### PROBLEM LINK:

**Author:** Amit Pandey

**Tester:** Antoniuk Vasyl and Misha Chorniy

**Editorialist:** Pushkar Mishra

### DIFFICULTY:

Easy

### PREREQUISITES:

Primes, Sieve of Eratosthenes

### PROBLEM:

Given is an array A of numbers. We need to increase each number by a certain amount such that the numbers form a non-decreasing sequence and the GCD of all of them is strictly greater than 1.

### EXPLANATION:

**Subtask 1**

For this subtask, we have been given that the elements in the array are positive integers smaller than or equal to 10^3. Also, the size of the array is at max 10^3. We just need to increase each element such that the array forms a non-decreasing subsequence and at the same time has GCD greater than 1. We can try each number between 1 and 10^3 as a potential GCD and change the array elements to its multiples in non-decreasing order. Here is the pseudocode of the algorithm:

```
let ans = infinity //variable which will store global minima
for i = 1 to 10^4
{
let current_multiple = 0
//current_multiple stores that multiple of i which the element
//under consideration must be increased to. it is initially set to 0
let temp_ans = 0
//temp_ans stores the total increase if multiples of i are used
for j = 1 to N
{
if(A[j] > current_multiple)
{
//if A[j] is greater than the current multiple of i
//then we need to take a bigger multiple. This is because we need
//a non-decreasing sequence.
current_multiple = ((A[j] + i - 1)/i) * i;
}
//accumulating the change
temp_ans += current_multiple - A[j];
}
//calculating minimum over all possible primes
ans = minimum(ans, temp_ans);
}
return ans;
```

**Subtask 2**

For this subtask, we have to make an important observation. We have been given that the elements in the array are positive integers smaller than or equal to 10^4. Also, the size of the array is at max 10^4. The \mathcal{O}(N^2) algorithm will time out.

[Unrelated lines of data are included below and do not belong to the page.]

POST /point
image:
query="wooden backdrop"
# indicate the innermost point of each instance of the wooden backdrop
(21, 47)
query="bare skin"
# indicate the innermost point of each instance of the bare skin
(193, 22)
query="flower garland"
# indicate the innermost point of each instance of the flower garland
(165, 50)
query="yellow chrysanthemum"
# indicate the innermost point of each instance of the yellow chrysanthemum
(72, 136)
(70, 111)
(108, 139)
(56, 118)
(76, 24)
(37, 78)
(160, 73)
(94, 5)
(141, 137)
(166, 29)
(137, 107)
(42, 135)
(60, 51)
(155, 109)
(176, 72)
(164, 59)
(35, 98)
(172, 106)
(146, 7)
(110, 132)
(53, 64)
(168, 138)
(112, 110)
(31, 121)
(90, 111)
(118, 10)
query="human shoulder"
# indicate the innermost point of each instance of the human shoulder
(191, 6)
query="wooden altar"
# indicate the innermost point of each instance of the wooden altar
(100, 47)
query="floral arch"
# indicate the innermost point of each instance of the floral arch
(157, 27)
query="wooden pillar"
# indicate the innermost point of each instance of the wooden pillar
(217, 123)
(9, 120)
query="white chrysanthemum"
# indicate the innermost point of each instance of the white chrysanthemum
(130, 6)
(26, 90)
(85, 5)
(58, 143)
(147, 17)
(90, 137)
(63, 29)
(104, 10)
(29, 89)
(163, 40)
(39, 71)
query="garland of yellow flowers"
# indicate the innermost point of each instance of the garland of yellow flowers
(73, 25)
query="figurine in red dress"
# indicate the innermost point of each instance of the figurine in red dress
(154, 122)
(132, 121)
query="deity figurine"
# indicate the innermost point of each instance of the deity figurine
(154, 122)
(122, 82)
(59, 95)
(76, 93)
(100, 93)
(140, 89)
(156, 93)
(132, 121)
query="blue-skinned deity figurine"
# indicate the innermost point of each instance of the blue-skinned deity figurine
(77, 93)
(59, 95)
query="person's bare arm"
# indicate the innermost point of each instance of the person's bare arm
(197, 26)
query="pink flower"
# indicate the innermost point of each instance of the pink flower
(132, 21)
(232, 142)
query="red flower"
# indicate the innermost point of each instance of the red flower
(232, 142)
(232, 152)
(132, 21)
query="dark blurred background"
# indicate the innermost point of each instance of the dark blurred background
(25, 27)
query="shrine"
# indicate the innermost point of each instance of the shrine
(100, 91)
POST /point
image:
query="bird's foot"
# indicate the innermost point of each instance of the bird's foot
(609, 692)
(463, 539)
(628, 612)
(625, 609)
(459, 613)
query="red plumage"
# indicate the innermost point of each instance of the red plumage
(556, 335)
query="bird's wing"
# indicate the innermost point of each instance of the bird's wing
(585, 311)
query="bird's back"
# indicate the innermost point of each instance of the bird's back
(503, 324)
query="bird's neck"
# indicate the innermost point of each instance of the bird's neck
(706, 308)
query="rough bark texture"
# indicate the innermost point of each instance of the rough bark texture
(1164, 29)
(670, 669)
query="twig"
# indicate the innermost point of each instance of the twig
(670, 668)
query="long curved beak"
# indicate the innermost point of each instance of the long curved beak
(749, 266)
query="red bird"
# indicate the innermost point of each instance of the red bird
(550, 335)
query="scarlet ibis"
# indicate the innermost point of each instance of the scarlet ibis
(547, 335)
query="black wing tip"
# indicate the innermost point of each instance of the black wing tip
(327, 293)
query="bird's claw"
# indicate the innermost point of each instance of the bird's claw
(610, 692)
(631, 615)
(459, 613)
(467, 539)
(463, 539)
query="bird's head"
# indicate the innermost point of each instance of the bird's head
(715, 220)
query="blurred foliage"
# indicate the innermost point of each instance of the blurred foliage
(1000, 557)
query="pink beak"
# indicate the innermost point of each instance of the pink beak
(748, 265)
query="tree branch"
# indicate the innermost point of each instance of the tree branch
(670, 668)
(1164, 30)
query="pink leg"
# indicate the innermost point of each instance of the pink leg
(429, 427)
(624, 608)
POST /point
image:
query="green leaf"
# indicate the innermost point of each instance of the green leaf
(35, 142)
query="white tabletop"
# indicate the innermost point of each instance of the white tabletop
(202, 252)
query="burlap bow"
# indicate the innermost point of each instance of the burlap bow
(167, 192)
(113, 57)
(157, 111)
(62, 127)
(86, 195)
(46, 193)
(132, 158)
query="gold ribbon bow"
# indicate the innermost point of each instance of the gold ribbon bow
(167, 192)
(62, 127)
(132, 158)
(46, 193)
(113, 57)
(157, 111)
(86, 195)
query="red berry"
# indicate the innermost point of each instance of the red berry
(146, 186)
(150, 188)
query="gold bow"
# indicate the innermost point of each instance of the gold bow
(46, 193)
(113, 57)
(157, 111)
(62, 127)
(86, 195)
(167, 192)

The crucial observation is that for the numbers to have GCD greater than 1, all of them should be divisible by at least one common prime. That gives us a big reduction: we only have to check for each prime smaller than 10^4 that which prime’s multiples yield the best possible result. Since there are only 1229 primes smaller than 10^4, this method works within time limits for the given constraints. The only change from the above pseudocode is that we skip all composite i. Marking all primes under 10^4 can be done as preprocessing using Sieve of Eratosthenes. Check editorialist’s program for implementation. Here is the pseudocode of the algorithm:

```
prime[i] = 1 if i is prime else 0 //marked using sieve
let ans = infinity //variable which will store global minima
for i = 1 to 10^4
{
if (prime[i] != 1)
skip and go on to next i;
let current_multiple = 0
//current_multiple stores that multiple of i which the element
//under consideration must be increased to. it is initially set to 0
let temp_ans = 0
//temp_ans stores the total increase if multiples of i are used
for j = 1 to N
{
if(A[j] > current_multiple)
{
//if A[j] is greater than the current multiple of i
//then we need to take a bigger multiple. This is because we need
//a non-decreasing sequence.
current_multiple = ((A[j] + i - 1)/i) * i;
}
//accumulating the change
temp_ans += current_multiple - A[j];
}
//calculating minimum over all possible primes
ans = minimum(ans, temp_ans);
}
return ans;
```

The editorialist’s program follows the editorial. Please see for implementation details.

### OPTIMAL COMPLEXITY:

\mathcal{O}(NP) per test case where P is the number of primes less than equal to 10^4.